A new report is currently making headlines in Europe concerning European intelligence services using information obtained through torture to combat terrorism.
Yesterday, Human Rights Watch published a report that criticized British, French and German intelligence agencies for using information obtained by their counterparts in countries that practice torture, such as Algeria, Jordan, or the United Arab Emirates. I only have had time to skim through the report, available here, but it looks like an interesting report recalling current international law on torture, and raising the legal, practical and moral questions of governments using intelligence obtained through torture in the fight against terrorism, with interesting bits on the “ticking-bomb scenario” and the “no-questions asked” approach adopted by European intelligence agencies.
This raises several issues for the European countries singled out. First of all, politically speaking, the United States’ have been heavily criticized for its policy of extraordinary renditions and transfers of prisoners towards countries that practice torture in order to obtain information, not to mention whatever happens in Guantanamo Bay and Bagram Air Base. That European countries, so far having been spared these kind of accusations, are now found to be also guilty of profiting from torture-obtained intelligence is more than just embarrassing.
From a legal point of view, it raises the issue of the respect of these countries of their obligations under the 1984 Convention Against Torture and Other Cruel, Inhuman or Degrading Treatment or Punishment (CoT). Article 15 of that Convention in particular states that:
Each State Party shall ensure that any statement which is established to have been made as a result of torture shall not be invoked as evidence in any proceedings, except against a person accused of torture as evidence that the statement was made.
The HRW Report does recognize that the CoT is silent on the use of torture evidence as the basis for decisions by the executive branch and its agencies (p. 12). But its argues – in my opinion, quite accurately – that the narrow interpretation of article 15 that allows for intelligence services and law enforcement authorities to “use foreign torture information for operational purposes (…) misrepresents the letter and the spirit of the Convention Against Torture,” pointing out that it goes against the ergo omnes obligations concerning the eradication of torture which is the main purpose of the CoT.
And to keep things interesting, recently elected British Prime Minister David Cameron has just announced that he agreed to the creation of an inquiry on the alleged complicity of British agents in the torture of suspected terrorists.

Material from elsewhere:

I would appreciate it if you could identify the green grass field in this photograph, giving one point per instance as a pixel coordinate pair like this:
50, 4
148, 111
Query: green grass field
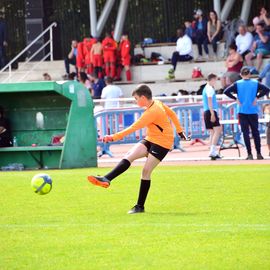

Torture and the fight against terrorism is a delicate subject. How far are our societies ready to go to guarantee our security? Or, reversely, how much are we ready to sacrifice in the name of our principles? There is no easy answer, but it looks as if the HRW Report is an interesting and well-researched contribution to the debate concerning the methods used in combating international terrorism. The result of the British inquiry will be interesting to follow, and one could hope that France and Germany will both follow suit.